- Directed By: Paul W.S. Anderson
- Written By: David Webb Peoples
- Release Date: October 23, 1998
- Domestic Distributor: Warner Bros
- Cast: Kurt Russell, Jason Scott Lee, Jason Isaacs
Box Office Info:
|Budget: $60 million||Financed by: Warner Bros; Morgan Creek|
|Domestic Box Office: $14,594,226||Overseas Box Office: $5,600,000|
“I’d been paid a lot to do [Stargate], and then I got paid a lot to do movies after that. For the first time I realized, hey, I have a future here—not just in the business, but to make some money. I joined the big parade there by pulling the lottery chain – one that ended with a movie that you probably don’t remember, called Soldier.”
It was announced that Kurt Russell began negotiations to topline Soldier for his highest payday at $15 million in June 1996, which was two months before his expensive flop Escape From L.A. opened. The initial press releases pegged the budget at an expensive $75M, but production was delayed when Russell needed time to buff up and then the studio began to scale back the scope of the project. During the delay Paul W.S. Anderson went off to direct Event Horizon. Anderson has since said of the budget cuts that helped turn Soldier into a derivative cheap looking action pic, “What I’d originally planned would have been much better, ultimately, than what we put on screen.”
Morgan Creek had been housed at Warner Bros since 1992 and in 1997 they re-upped their agreement with the studio and this was the first project they announced together after the extension. The budget for Soldier was $60 million and it was financed equally between Warner Bros and Morgan Creek. This spinoff of the Blade Runner universe was dated for October 23, 1998 and buzz was low. Soldier landed dreadful reviews and much fan rage from communities online (specifically from aintitcool back in wee days of the internet).

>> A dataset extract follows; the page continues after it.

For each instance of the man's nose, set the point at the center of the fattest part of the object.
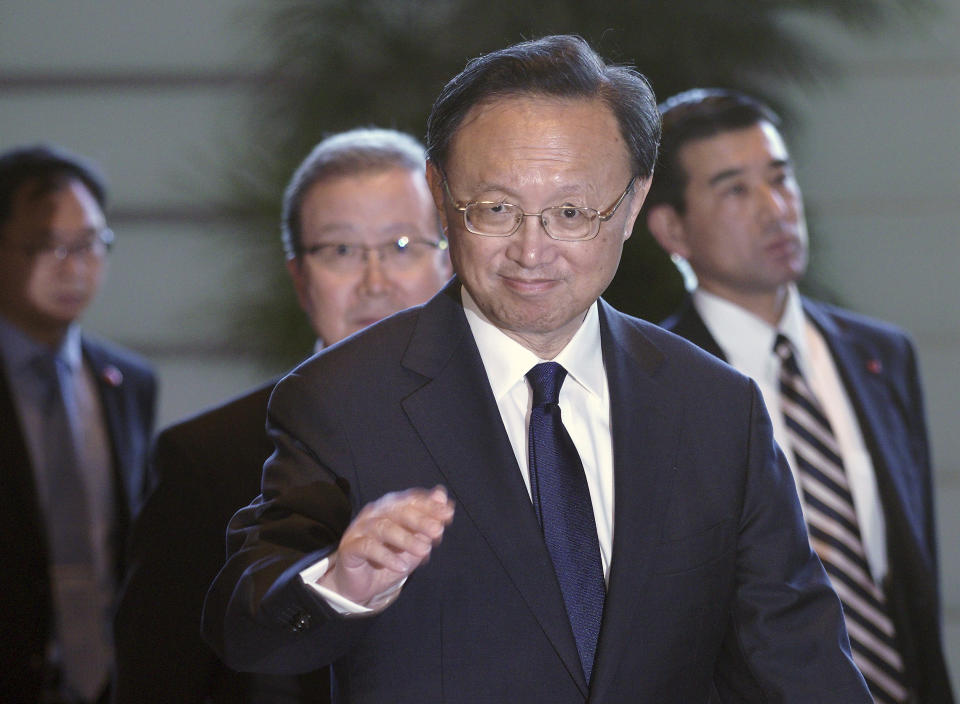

Soldier bowed against Pleasantville and Apt Pupil and was dead on arrival with $6,447,237 — placing #5 for the weekend led by Pleasantville. The film sank 56.2% to $2,824,653 in its second frame and then plunged 68% to $907,390 in its third session. The domestic run closed with just $14,594,226.
Reported overseas numbers are only $5.6M. The worldwide cume was $20.1M and about $11M would be returned after theaters take their percentage of the gross — far below P&A costs and the budget would be all red.
WB packaged the commercial disaster Soldier and another unwanted bomb Lost & Found with The Matrix and sold the broadcast package to FOX.